I have no firsthand experience with cattle, sheep, goats, or fowls. But in any context where I’ve heard them mentioned, it seems that there are never nearly as many roosters, bulls, rams, and billygoats as there are hens, cows, ewes, and nannygoats. This would seem suited to the goal of maximum propagation of the species; one male can go on servicing as many females as he can until…well, until he’s exhausted; thus, in a few months we have lots of new herdlings/chicks.
But how does this situation come to pass? Are more females than males born naturally, or are they roughly 50-50 to begin with, as with humans, and the males start killing each other off as they fight for mating rights?
Or is my whole premise wrong and the gender balance of the adult animals is roughly the same as in humans, i.e. about 50-50?
I know that with cattle, roughly equal amounts of males and females are born, and the ranchers will sell off the males to be slaughtered at a younger age, on average, than the females.
In the wild, gender ratios at birth will tend towards 50-50. Suppose it were otherwise: Suppose, for instance, that many more females are born than males. In such an environment, it’s great to be a male, and not just in a subjective sense. Each male will have more offspring, on average, than each female. So if you have some mutation that causes an individual to have more male offspring than usual, that individual will, on average, have more decendants, so that trait will spread through the gene pool and the birth ratio will be pushed back to 50-50.

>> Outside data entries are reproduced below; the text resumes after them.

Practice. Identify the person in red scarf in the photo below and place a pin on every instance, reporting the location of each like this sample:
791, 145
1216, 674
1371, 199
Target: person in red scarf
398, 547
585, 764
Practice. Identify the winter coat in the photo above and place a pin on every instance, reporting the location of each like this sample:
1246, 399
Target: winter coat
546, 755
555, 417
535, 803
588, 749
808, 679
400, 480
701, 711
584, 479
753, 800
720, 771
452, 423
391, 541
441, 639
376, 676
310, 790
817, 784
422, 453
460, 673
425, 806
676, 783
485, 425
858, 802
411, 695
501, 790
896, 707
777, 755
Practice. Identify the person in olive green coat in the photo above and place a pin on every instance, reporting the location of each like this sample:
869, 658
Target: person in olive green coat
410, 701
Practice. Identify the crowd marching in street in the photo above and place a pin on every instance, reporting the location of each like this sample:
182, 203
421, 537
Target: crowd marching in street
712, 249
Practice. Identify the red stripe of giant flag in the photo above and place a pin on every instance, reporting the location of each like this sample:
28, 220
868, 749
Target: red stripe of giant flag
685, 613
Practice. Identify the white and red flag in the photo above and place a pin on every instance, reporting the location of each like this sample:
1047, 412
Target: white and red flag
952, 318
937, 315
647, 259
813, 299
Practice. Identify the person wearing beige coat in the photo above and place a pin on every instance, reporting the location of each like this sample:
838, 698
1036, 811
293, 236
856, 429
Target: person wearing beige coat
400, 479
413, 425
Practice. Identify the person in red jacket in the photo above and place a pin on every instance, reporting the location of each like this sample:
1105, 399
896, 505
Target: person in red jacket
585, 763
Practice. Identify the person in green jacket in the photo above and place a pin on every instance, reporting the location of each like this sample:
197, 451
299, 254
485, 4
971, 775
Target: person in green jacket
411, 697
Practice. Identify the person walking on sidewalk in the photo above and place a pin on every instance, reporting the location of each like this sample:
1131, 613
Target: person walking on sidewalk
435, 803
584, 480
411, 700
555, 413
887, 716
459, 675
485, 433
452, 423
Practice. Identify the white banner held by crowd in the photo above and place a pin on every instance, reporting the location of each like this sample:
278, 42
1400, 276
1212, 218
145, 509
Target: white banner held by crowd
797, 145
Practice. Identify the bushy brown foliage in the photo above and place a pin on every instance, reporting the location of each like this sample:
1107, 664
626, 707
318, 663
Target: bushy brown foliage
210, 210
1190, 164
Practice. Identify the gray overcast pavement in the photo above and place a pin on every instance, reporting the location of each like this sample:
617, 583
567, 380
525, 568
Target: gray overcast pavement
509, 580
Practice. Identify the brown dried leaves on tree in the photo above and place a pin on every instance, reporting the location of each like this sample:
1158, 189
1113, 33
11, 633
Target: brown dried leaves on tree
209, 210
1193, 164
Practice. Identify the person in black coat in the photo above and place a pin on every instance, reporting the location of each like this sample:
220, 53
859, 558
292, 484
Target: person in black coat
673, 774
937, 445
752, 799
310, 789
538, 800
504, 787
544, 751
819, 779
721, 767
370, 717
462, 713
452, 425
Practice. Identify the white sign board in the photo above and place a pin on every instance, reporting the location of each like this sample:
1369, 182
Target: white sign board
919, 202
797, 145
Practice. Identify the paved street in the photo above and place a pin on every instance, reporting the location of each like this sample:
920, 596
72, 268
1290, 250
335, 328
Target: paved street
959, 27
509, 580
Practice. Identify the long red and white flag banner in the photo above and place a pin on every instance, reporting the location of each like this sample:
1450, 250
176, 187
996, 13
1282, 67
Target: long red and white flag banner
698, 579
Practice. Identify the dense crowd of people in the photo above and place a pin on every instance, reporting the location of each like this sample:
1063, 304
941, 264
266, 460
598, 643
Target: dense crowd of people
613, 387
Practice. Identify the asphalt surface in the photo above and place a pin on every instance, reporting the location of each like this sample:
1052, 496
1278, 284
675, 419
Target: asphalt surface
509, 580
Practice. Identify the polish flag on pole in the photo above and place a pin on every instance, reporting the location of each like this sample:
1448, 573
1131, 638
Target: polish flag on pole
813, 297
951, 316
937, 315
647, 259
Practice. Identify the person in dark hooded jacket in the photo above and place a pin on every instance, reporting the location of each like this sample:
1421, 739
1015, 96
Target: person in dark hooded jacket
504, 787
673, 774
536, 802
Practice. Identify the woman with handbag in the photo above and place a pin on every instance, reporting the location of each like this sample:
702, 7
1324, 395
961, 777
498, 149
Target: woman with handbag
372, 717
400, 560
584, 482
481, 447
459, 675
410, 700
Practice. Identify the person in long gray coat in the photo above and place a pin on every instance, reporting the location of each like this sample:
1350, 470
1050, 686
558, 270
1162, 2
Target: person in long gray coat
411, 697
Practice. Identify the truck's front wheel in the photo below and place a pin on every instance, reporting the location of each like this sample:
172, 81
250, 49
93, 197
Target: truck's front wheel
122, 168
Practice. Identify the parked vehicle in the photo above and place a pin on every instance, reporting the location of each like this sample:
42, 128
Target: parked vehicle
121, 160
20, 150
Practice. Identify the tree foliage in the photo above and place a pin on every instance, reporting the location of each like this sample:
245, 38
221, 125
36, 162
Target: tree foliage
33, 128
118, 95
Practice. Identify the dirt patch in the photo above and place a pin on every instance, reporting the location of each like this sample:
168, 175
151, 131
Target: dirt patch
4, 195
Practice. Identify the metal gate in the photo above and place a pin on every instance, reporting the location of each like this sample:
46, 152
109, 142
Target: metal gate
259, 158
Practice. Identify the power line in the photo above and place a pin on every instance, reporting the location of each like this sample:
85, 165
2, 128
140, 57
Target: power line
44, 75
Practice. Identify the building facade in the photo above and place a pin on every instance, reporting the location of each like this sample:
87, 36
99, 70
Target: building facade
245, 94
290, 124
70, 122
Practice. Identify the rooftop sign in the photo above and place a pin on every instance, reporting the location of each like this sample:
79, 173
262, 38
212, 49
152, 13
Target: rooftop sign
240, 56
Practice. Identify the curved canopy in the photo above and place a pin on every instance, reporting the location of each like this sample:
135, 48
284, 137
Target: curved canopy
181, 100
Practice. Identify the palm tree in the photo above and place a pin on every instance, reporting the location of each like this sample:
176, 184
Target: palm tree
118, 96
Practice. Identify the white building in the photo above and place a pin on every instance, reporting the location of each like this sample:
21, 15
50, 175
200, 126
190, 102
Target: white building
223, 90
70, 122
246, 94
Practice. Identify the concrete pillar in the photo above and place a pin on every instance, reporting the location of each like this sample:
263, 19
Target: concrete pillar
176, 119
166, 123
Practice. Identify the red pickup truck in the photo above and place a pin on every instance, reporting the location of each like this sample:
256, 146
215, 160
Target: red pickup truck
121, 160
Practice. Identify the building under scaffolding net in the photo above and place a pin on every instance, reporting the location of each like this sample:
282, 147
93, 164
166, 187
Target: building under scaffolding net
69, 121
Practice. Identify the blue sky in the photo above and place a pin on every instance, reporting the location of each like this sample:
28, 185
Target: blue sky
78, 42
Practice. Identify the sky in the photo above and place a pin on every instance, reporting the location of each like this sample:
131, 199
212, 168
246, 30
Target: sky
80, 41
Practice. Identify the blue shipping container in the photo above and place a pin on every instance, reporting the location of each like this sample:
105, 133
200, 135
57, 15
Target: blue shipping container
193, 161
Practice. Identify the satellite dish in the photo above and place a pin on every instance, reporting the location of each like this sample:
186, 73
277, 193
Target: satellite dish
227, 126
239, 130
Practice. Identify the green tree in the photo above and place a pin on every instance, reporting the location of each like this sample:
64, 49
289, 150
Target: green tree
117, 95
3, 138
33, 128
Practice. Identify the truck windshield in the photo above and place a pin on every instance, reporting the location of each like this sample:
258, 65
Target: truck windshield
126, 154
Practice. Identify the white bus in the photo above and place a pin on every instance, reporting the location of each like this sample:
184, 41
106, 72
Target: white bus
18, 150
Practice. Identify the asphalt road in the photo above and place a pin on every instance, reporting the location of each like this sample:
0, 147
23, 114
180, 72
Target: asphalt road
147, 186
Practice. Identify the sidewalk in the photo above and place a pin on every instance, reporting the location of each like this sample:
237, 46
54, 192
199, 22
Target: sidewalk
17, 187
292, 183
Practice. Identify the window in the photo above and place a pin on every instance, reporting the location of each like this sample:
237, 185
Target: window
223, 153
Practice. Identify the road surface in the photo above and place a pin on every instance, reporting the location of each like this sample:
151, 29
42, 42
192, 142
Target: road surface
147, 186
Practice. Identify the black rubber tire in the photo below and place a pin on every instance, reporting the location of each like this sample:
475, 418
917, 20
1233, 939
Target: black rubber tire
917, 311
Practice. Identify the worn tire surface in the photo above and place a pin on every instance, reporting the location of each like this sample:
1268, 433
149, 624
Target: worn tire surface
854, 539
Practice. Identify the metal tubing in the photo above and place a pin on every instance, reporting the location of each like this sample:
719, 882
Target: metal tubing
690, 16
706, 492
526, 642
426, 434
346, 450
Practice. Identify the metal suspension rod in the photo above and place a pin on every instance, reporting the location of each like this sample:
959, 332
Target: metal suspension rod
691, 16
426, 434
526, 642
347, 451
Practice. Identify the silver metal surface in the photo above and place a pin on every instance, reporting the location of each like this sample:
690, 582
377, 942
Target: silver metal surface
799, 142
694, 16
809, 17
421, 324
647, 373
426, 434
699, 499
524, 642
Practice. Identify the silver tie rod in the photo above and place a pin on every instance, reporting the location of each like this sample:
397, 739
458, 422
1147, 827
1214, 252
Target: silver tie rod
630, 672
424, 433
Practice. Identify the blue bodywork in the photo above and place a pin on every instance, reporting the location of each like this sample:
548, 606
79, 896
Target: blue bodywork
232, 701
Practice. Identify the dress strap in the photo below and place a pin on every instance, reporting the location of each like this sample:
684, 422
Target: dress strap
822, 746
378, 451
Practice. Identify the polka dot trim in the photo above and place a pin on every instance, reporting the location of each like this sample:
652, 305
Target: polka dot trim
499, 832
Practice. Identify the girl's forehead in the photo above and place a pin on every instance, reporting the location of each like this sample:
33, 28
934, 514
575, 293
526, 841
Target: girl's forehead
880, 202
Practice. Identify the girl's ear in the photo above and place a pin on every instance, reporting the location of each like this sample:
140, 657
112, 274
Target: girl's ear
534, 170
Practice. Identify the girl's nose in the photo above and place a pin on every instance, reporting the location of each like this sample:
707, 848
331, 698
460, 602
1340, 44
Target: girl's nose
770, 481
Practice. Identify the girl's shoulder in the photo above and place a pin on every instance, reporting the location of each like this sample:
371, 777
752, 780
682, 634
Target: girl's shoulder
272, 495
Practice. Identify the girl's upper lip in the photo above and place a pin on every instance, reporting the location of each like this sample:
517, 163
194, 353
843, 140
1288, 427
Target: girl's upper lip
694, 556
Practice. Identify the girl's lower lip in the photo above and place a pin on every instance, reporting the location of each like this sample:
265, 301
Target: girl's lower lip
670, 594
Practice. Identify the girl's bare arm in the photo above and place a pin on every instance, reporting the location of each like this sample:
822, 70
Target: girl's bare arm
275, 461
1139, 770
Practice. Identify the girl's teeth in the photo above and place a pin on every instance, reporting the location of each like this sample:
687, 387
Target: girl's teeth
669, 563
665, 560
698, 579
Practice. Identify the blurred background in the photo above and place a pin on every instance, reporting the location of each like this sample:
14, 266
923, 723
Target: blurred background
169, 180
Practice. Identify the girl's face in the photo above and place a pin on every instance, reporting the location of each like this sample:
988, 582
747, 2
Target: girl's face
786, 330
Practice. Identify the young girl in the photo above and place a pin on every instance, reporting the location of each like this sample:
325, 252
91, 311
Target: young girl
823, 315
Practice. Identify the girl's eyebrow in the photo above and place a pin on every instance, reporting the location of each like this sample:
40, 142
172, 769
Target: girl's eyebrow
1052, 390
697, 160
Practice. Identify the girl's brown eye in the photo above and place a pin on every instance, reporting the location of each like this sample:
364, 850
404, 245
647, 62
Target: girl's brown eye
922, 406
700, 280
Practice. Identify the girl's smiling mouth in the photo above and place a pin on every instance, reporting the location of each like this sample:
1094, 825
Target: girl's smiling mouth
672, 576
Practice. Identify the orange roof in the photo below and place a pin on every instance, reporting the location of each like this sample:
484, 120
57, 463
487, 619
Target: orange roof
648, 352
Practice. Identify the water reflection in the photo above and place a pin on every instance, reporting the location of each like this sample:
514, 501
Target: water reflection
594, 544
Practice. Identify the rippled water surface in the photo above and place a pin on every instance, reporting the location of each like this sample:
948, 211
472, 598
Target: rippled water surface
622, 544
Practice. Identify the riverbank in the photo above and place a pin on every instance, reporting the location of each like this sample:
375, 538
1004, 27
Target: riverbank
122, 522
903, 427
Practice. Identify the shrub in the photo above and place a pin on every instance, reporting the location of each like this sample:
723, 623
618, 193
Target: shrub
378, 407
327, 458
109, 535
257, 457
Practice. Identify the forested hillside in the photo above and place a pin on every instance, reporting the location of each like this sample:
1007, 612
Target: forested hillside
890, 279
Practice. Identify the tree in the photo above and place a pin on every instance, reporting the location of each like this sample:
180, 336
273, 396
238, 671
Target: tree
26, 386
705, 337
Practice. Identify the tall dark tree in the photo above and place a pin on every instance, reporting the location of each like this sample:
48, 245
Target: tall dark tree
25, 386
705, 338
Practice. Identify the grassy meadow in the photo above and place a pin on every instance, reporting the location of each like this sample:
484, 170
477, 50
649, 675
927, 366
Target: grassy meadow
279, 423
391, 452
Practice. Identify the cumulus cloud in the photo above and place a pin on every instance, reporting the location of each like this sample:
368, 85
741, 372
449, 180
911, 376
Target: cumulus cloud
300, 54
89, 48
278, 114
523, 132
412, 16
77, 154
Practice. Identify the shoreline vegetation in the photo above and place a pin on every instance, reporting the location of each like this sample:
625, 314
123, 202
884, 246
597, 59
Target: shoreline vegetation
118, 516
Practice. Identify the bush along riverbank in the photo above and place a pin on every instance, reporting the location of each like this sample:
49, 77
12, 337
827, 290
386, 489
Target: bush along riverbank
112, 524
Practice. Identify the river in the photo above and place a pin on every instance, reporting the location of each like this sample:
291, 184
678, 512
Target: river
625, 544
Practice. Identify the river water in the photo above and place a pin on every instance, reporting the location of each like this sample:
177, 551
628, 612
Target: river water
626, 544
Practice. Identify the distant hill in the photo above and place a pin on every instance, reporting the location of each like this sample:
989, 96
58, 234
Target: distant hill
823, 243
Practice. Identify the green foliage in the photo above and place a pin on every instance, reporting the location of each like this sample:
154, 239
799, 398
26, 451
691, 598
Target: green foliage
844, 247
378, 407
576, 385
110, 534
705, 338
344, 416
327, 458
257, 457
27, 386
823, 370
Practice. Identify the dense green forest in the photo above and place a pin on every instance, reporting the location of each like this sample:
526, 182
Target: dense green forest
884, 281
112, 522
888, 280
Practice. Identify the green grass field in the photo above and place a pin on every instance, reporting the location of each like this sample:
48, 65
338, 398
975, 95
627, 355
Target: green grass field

Fisher’s sex ratio theorem: cool, learned something.
In the wild, among horses, the males will fight and the winner keeps a harem. The males that are driven off tend to form small groups. (no good cite, just what you’d read in Western-set fiction).
The answer for domesticated animals is rather simple: the ratio at birth is basically 50:50, then most of the undersirables (generally males) are killed.
[Side note: Have we really reached the state where the sex of animals is to be known as “gender?” Sounds awfully bowdlerized.]
You might be interested in a book called The Selfish Gene by Richard Dawkins. I know he devoted quite a few pages explaining why one gamecock services several females.